I suggest that the mathematical domain is completely separate from
what most people do with computers and with programming. The term
"computers" is a misnomer, and is misinforming the power that the
computer as an *abstraction* provides. Keep in mind that there aren't
really 1's and 0's moving around in the machine. In the machine,
there are only *states* (which could *any* differentiable "thing",
like "happy face" "sad face"). We've just come to symbolize them with
numbers because of their history of calculation.
Let's examine arithmetic for a moment. Ultimately, arithmetic can be
done with simple + and - operators (multiplication simply by repeating
addition, etc). If you allow negative numbers you really only need
the ONE operator.
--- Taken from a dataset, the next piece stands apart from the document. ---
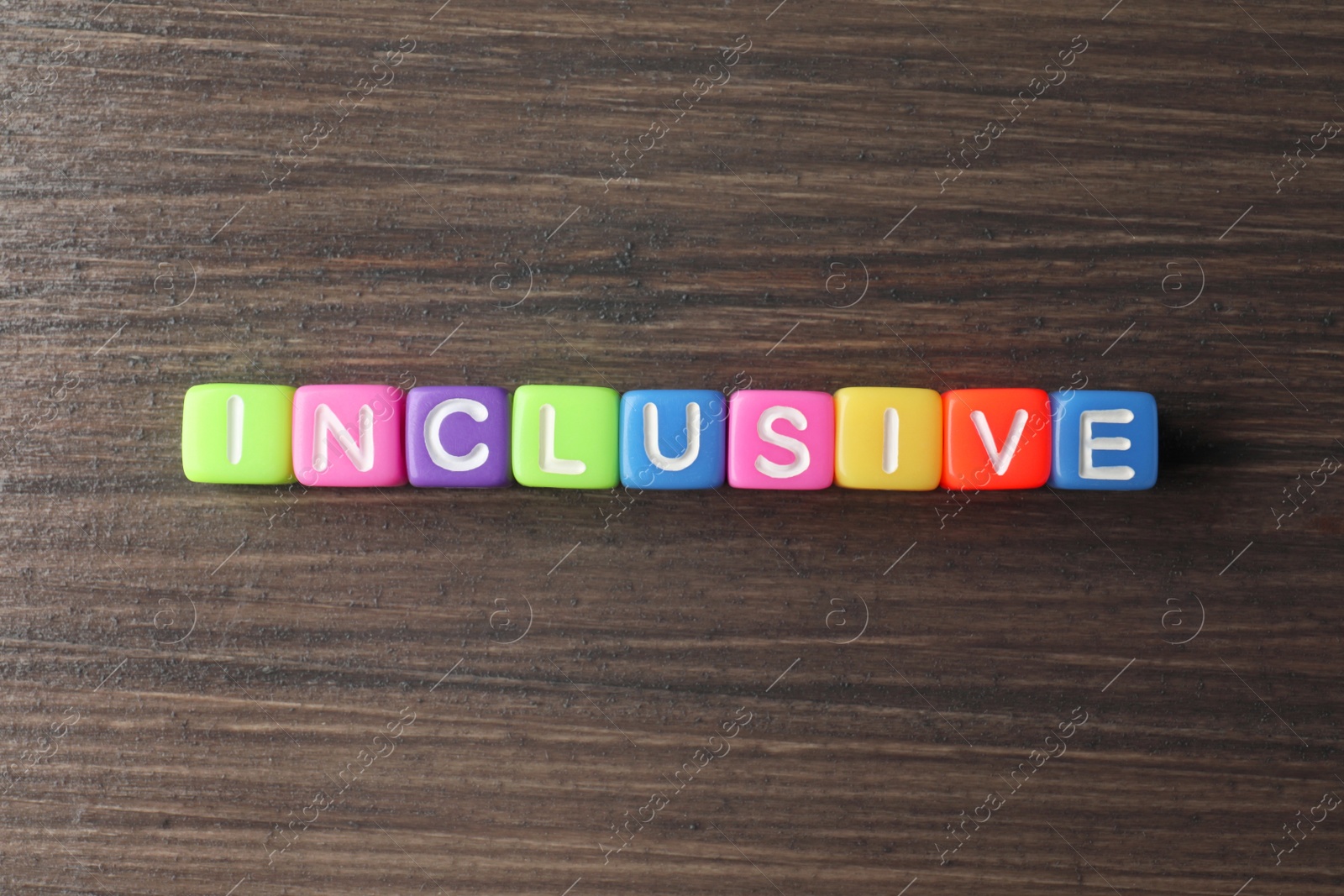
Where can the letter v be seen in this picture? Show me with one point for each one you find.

Now, I think numbers are the only domain where the
more standard (current) interface should be preserved, but yet, as
I've shown, the message or data-passing interface can accommodate
arithmetic if purity is desired, it's just that for real math, it
won't be as efficient.
But that's okay, because really, what we're generally doing (i mean
the computers) these days is manipulating *symbols* or "objects".
Most of the time that is what we're doing -- not arithmetic, except in
some very simple ways which I will try to elucidate. So, *if* that is
the case, then the language should develop a *construct* in which to
standardize this fact.
So, if our domain is "objects" more than number (which is a pretty
concrete thing), then, in what ways do (or should) numbers and
data/symbols/objects interact within the programming domain or
environment? As you know from C, most interaction with number *as a
language construct* was fairly limited: incrementing a loop, for
example. In fact C invented the unit increment as a syntactical
element. I think this is the more valid way of examining an interface
into number as a linguistic construction.
But as I told another poster, I will examine the standard library and
come up with some good examples of how a standardized data passing
interface will benefit the programmer.